I have always been simultaneously fascinated with and repulsed by ceremonial magic. Fascinated with the elaborate props and ritual, with the finely tuned cosmology and infinite resources, and with the endless influence it has held over Western magical tradition. Repulsed by the fundamentally Abrahamic roots, the seeming rigidity of rank and practice, and the endless hours of formal, repetitive work.
As a witch, my magical practice owes a great deal to ceremonial magic: Gerald Gardner based his infamous Book of Shadows on the rites of the Freemasons and the Golden Dawn, steeped in pastoralist poetry and (presumably) tempered by his own visionary experiences. Many British Traditional rites (or so I am assured the scholar Ronald Hutton and by those who are willing to push the boundaries of their oaths to one group or the other) are nearly indistinguishable from those of the Golden Dawn, and many of those in turn mimic Masonic rites.
Even before I began studying Wiccan ritual as such, my first magical work was a variant of the Lesser Banishing Ritual of the Pentagram. That ritual – the bastardized one, found in some forum or FTP server; not the true LBRP – remains fundamental to my magical practice.

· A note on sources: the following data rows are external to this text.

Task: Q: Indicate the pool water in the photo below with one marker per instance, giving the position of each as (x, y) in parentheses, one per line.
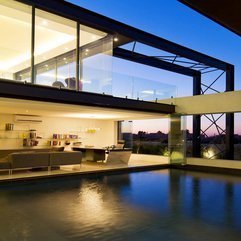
(156, 205)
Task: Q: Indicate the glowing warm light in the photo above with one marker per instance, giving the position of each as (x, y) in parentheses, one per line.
(150, 92)
(44, 22)
(89, 115)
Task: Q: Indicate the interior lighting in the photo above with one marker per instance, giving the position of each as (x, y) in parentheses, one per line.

I have owned many book son ceremonial magic over the years. Eliphas Levi’s Doctrine and Ritual of Transcendental Magic was my second occult book purchase, after the Simon Necronomicon (I was sixteen years old. I didn’t know any better.). I own Barret’s The Magus and Donald Michael Kraig’s Modern Magic. I have owned and lost or sold a half-dozen other books on the subject over the years. Most of them I never got around to reading, let alone doing.

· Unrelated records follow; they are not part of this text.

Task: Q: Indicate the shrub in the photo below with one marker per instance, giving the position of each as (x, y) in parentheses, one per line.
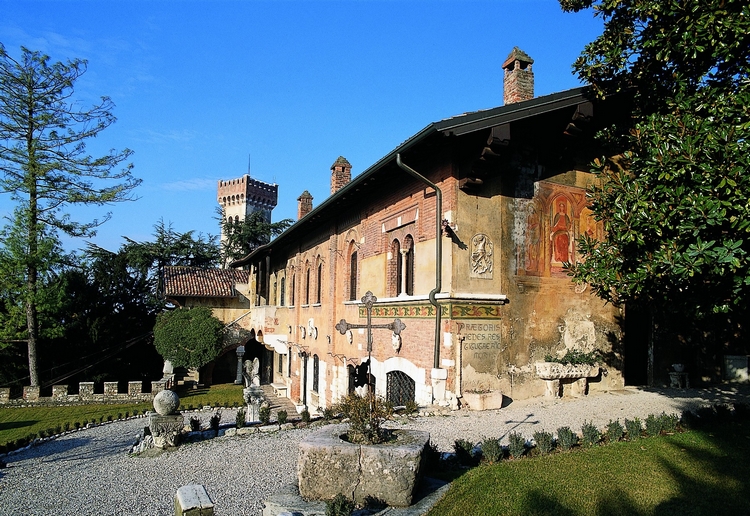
(239, 419)
(614, 431)
(741, 411)
(215, 421)
(566, 437)
(492, 450)
(366, 416)
(516, 445)
(411, 407)
(590, 433)
(339, 506)
(653, 425)
(464, 452)
(544, 442)
(264, 414)
(374, 504)
(669, 422)
(633, 428)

My actual forays into ceremonialism began, interestingly, with Chaos Magic – borrowing Phill Hine’s Condensed Chaos from Chirotus Infinitum). I have recently finished reading the much-lauded Chicken Qabalah of Lon Milo DuQuette, supplemented in interesting ways by Dion Fortune’s Sea Priestess and Aleister Crowley’s Moonchild. Now, I continue with this much-belated portion of my magical training with a … somewhat less respectable source: Christopher Penczak’s Temple of High Witchcraft. I will be supplementing this with Kraig, Barret, and Levi , of course, and with several blogs recommended to me by my friend Sthenno – observant readers will have noted the addition of several blogs to my reading list over the last few moths; Head For the Red, Rune Soup, Conjure Gnosis, and My Occult Circle are among her recommendations.

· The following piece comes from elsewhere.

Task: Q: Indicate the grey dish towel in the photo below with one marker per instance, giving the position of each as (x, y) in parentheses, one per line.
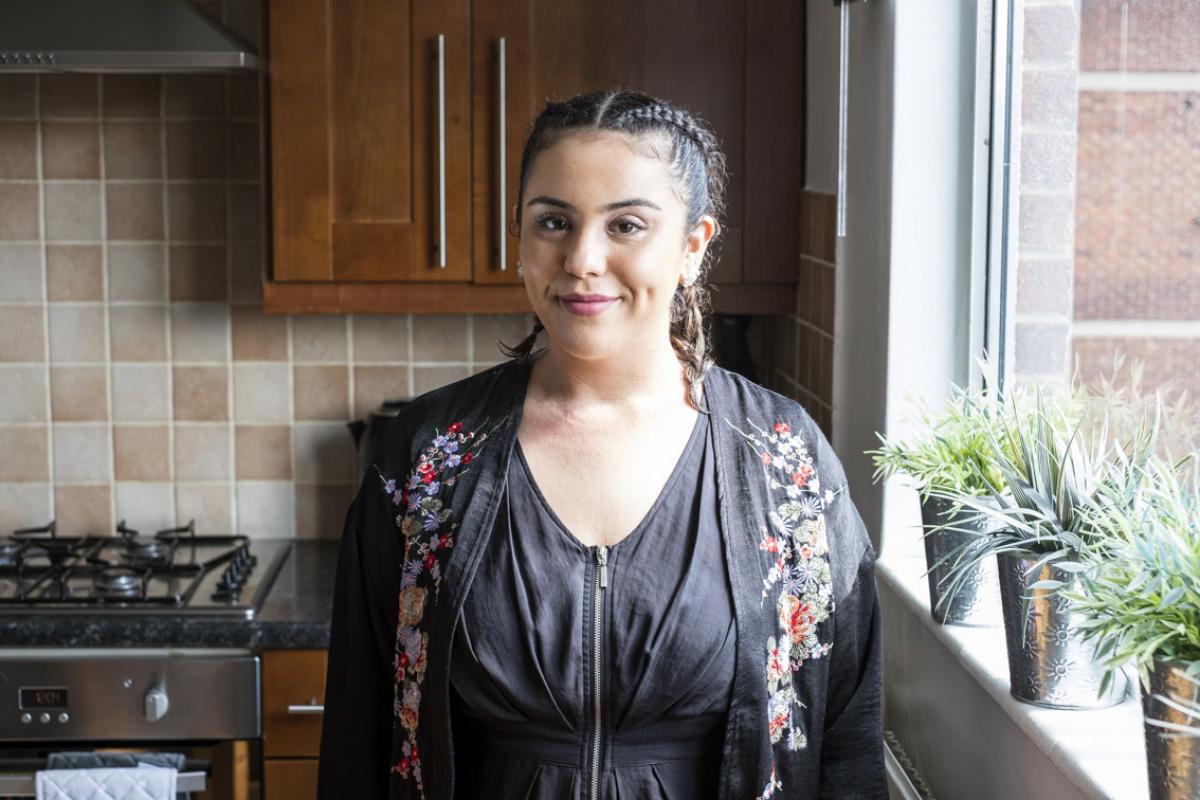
(107, 783)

Frankly, If I’d realized that ceremonial magic involved so much visionary work, I’d have probably tried it years ago.
Because it is such a cerebral form of magic, I am reading the books ahead of time and will begin Penczak’s exercises on the 15th of August – as I begin settling into my new apartment in Far Eastern Indiana and wait for the Fall semester to begin. I will journal rigorously, and will hopefully have many elucidating experiences to write about here.